The workshop setting is watching a CNBC episode and then it’s figuring out how can it all apply to me and that’s why we invite people in to figure out, “Look at all this information. Does it make sense? How can I pull money from my IRA tax-free? How can I sell some of my stock and not potentially have to pay taxes on it?” That’s what the workshop process is all about is education and advocacy. The more information you have, the better knowledge you have, the better decisions that you can make.
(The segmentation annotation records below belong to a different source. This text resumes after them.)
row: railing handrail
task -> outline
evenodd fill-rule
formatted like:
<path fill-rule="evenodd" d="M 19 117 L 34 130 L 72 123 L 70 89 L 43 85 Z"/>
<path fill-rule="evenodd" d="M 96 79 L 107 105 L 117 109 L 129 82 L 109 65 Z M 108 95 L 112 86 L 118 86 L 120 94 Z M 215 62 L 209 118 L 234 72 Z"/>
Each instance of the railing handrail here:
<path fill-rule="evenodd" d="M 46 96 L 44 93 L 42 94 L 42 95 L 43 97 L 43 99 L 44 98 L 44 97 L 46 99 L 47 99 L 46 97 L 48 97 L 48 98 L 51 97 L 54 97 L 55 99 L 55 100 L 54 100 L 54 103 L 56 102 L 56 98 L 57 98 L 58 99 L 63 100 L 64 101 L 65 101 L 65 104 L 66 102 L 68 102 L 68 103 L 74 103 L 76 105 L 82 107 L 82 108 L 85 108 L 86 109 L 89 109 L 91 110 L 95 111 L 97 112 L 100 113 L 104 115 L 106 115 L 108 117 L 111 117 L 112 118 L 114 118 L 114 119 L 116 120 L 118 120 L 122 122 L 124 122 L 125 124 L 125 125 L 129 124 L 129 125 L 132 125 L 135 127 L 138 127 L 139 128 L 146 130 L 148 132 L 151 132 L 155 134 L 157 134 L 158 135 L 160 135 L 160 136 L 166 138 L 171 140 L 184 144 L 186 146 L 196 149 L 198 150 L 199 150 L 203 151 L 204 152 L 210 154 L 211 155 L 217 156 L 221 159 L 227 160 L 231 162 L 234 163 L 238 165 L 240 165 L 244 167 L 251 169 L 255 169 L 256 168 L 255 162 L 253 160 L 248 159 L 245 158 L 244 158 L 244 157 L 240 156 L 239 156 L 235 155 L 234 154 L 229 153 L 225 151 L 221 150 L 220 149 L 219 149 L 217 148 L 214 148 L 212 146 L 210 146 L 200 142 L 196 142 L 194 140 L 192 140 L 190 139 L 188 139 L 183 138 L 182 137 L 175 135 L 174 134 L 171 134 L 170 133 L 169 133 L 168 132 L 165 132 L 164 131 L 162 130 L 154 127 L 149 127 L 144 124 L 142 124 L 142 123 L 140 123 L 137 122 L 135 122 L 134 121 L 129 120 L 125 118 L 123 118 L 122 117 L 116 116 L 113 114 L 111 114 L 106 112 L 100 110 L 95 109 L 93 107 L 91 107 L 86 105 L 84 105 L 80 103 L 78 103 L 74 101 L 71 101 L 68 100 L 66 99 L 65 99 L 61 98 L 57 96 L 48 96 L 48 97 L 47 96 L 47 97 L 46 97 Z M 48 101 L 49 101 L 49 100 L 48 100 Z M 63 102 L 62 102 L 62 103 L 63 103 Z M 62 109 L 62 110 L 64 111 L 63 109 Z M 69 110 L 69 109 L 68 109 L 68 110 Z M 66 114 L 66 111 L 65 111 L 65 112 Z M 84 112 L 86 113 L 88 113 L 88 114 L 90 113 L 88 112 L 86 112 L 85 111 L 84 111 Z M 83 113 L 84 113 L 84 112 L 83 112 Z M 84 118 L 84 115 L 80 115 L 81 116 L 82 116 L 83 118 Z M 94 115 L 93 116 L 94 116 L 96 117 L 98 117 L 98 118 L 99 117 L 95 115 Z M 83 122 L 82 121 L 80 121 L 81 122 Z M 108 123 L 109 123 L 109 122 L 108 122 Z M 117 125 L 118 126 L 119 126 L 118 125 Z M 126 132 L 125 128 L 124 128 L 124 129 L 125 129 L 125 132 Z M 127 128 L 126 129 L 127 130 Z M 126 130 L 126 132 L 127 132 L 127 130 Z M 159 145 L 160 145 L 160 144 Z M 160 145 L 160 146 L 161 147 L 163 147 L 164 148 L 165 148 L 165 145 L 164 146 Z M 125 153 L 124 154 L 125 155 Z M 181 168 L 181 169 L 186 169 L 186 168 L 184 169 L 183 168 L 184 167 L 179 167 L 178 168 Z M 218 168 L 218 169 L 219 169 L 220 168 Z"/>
Krause, in terms of concluding this episode, I’m going to go through this list. Whether you’re self-managed, whether you meet us during the workshop, whether you work with an advisor. Think about these questions in terms of grading yourself on your financial life. Do you know how much money you have? We meet people that have can have five, ten, fifteen. I’ve even seen as probably as many as 26 different accounts. You’re like, “I forgot I even had that account.” Keep track of all that. The second one we talked about a little bit earlier, do you know how much you need to spend? Why is that important? A direct correlation is to how much we’re going to pay in taxes in retirement. If I don’t need as much money, I’m not going to pay as much taxes, but need more money going to have to spend more money in taxes.
Do you know how much risk you have? That’s a big one. We’ve been talking about Riskalyze for quite a while, but that’s part of that Thrive Retirement Roadmap processes. One of the things that we weigh is your portfolio versus your Agita level. Do you know how much we’re paying in fees? I chatted about that a little bit ago. I don’t need to hammer down anymore on that, but that’s always an important thing. People a lot of times we’re uncovering that for people as well. Most importantly, and this is such a big deal, do you know what your retirement income streams are going to look like? Having that mapped out, having clarity with that, given you the freedom to go out there and spend on the things that you want to do in retirement.